His eyes say "I'm soft at heart" but his teeth! They do not lie. There is gum showing. It is almost spring and he is ready to play.
Raccoons. Walking garbage bags. That is to say, there is literally a lot of junk in their trunk. HUGE beasts of the urban wilderness. Less cautionary then their stinky brother the skunk, more obvious than the common rat. Lover of banana peels, creature of the night.
Ugh.
It's strange because raccoons up north? They don't bother me. Except for that time Ciaran hit one with our car on the way to the cottage and I literally heard its neck crack into a million pieces. That kinda bothered me. Because up north you don't see a raccoon until it's too late. That is to say they are more modest in the north country. But city raccoons? They are arrogant fuckers.
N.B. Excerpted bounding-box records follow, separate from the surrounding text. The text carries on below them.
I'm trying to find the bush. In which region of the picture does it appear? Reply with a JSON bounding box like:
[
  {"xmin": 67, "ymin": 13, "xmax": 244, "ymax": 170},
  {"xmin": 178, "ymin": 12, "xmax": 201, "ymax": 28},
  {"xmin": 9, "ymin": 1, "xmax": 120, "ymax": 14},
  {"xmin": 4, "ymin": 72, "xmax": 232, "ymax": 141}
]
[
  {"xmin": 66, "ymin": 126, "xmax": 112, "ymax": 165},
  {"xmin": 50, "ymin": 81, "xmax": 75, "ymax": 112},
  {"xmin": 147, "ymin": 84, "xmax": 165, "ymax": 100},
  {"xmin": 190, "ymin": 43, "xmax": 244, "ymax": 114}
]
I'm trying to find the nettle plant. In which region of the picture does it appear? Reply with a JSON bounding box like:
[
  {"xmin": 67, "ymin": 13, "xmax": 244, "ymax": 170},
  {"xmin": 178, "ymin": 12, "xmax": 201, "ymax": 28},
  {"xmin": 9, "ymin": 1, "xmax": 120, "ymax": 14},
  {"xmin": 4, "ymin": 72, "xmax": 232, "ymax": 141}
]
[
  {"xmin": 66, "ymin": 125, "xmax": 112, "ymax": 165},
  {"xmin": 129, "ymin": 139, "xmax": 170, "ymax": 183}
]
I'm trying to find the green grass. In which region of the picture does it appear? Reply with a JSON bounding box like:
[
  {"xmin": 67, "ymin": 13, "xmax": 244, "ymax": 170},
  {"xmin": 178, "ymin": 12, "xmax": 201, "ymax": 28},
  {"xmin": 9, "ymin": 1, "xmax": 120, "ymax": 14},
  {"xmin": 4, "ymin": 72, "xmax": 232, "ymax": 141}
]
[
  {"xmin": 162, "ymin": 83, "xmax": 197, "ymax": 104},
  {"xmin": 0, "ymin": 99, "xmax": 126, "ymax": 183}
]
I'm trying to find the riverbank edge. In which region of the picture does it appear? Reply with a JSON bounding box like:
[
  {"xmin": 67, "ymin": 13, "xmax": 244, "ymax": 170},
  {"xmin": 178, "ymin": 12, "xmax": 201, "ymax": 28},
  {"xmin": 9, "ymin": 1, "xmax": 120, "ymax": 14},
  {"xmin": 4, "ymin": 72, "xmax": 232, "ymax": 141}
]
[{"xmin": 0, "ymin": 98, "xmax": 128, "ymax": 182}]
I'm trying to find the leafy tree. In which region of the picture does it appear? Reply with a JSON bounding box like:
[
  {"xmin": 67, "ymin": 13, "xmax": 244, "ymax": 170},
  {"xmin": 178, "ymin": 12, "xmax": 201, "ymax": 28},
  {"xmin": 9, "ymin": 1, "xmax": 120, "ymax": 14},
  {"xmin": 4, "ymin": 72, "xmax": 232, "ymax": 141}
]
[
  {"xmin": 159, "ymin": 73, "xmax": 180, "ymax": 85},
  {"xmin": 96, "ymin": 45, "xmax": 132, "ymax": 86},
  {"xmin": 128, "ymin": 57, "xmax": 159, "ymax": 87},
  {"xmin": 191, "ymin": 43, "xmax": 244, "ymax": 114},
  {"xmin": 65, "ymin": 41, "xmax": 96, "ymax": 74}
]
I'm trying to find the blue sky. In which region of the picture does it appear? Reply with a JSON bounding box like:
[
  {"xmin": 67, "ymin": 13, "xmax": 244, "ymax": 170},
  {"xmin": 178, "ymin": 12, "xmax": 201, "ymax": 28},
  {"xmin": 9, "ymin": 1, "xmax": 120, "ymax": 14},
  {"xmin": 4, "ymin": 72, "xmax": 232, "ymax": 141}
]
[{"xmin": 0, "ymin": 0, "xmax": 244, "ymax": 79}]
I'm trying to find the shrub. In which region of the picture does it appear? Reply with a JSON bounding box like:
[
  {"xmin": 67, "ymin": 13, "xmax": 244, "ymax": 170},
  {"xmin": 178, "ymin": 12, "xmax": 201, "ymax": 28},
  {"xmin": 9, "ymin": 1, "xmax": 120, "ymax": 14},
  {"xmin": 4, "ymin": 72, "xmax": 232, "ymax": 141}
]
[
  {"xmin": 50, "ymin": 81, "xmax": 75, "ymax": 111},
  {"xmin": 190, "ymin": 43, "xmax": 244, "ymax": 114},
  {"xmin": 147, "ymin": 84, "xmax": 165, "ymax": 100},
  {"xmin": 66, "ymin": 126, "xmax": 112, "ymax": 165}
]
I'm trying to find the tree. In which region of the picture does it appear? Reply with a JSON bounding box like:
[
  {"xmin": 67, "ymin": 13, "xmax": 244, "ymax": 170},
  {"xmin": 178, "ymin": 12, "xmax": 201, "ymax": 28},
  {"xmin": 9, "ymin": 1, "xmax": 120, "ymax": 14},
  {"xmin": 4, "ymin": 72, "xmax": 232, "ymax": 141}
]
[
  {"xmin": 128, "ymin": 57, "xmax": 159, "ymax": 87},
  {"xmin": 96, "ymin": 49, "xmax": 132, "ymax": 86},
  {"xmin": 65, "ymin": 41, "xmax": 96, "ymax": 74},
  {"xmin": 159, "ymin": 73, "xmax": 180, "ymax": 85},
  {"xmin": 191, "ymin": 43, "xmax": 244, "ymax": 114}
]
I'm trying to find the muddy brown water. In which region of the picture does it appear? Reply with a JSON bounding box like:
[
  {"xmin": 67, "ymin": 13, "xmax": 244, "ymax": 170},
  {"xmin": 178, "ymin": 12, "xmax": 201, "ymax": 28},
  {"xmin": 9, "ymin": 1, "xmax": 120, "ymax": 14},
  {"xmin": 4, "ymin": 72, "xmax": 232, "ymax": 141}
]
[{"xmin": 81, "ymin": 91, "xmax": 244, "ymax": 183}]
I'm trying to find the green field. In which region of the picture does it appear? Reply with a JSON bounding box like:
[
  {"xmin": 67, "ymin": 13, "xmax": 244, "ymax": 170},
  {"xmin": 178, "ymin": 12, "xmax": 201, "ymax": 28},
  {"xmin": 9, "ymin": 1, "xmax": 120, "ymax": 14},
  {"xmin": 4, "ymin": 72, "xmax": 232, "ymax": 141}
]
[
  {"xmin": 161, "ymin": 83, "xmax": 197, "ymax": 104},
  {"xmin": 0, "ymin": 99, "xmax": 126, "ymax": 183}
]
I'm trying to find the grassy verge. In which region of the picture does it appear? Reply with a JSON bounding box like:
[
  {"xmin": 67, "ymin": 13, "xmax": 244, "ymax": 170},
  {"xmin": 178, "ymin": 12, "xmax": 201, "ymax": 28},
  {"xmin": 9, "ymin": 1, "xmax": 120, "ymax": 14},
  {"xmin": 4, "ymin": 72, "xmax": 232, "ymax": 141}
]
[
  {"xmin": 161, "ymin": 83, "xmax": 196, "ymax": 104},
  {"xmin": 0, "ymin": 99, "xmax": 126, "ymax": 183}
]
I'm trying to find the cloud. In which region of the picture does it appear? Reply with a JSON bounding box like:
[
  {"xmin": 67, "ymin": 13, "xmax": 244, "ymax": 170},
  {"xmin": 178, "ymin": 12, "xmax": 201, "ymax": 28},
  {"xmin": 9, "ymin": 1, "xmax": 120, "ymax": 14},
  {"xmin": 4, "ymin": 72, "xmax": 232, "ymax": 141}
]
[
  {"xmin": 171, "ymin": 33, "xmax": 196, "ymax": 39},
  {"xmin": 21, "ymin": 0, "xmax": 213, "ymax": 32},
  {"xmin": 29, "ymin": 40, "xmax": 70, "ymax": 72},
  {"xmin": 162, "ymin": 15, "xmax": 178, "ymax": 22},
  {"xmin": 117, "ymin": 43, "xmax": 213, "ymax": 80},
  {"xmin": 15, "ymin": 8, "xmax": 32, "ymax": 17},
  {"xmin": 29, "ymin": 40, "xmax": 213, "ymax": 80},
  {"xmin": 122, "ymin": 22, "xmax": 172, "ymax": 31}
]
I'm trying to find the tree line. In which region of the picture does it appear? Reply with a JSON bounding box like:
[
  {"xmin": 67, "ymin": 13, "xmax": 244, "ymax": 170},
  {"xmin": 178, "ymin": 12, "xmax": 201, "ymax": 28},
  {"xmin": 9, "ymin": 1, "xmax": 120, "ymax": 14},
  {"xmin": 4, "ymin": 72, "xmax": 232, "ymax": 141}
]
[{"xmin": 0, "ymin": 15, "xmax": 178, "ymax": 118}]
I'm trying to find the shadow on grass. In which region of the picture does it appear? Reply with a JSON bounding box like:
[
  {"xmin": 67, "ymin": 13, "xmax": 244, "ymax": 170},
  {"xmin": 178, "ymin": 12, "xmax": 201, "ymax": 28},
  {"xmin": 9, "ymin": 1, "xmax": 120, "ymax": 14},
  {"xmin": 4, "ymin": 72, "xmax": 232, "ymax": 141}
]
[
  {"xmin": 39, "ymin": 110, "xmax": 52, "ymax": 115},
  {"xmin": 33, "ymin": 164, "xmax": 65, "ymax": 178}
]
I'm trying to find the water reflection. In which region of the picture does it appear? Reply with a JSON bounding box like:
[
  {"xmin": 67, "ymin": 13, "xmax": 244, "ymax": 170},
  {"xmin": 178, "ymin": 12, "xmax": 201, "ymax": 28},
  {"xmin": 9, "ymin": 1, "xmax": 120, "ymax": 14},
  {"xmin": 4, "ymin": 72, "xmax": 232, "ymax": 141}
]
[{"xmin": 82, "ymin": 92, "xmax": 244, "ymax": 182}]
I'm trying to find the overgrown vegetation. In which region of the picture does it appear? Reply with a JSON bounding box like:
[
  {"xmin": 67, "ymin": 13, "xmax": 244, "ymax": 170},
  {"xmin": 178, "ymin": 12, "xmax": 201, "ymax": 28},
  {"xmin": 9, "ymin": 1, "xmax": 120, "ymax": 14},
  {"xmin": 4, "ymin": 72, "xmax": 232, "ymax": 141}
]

Last summer we were gone for a couple of days and one got into our green garbage outside. They ate random stuff and left other gross bits around. But gross of all? They ate TISSUES. Which means they ate my snot. Now that...that's just a problem. Anyway, we had to pick up all the scattered remains of green garbage, which is kind of unpredictable, because you don't know just how bad something smells until you actually pick it up AND subsequently you don't know if you pick something up whether or not it will structurally stay together long enough for you to get it into the bag without collapsing into the fourth and final stage of decomposition.
Fucking raccoons. They're hooligans! Last night I heard a distinct noise near the back door of our apartment. I was reading and I gasped and Ciaran sat straight up (the poor man was asleep) and I thought someone was trying to break into our place. We listened. There was no sound. We went through the apartment. We saw nothing.
This morning Ciaran called me and told me the garbage cans were all askew in the back. But we're smart. We now bungee the green garbage because the little shits know how to get into the lock on the green garbage (not that it's complex or anything). But a bungee! It's brilliant. It must infuriate them. Their little claws unable to figure out the sheer simplicity of elasticity. It gives me great joy to think of their plight.
But I shouldn't get too cocky. No. For they are always watching.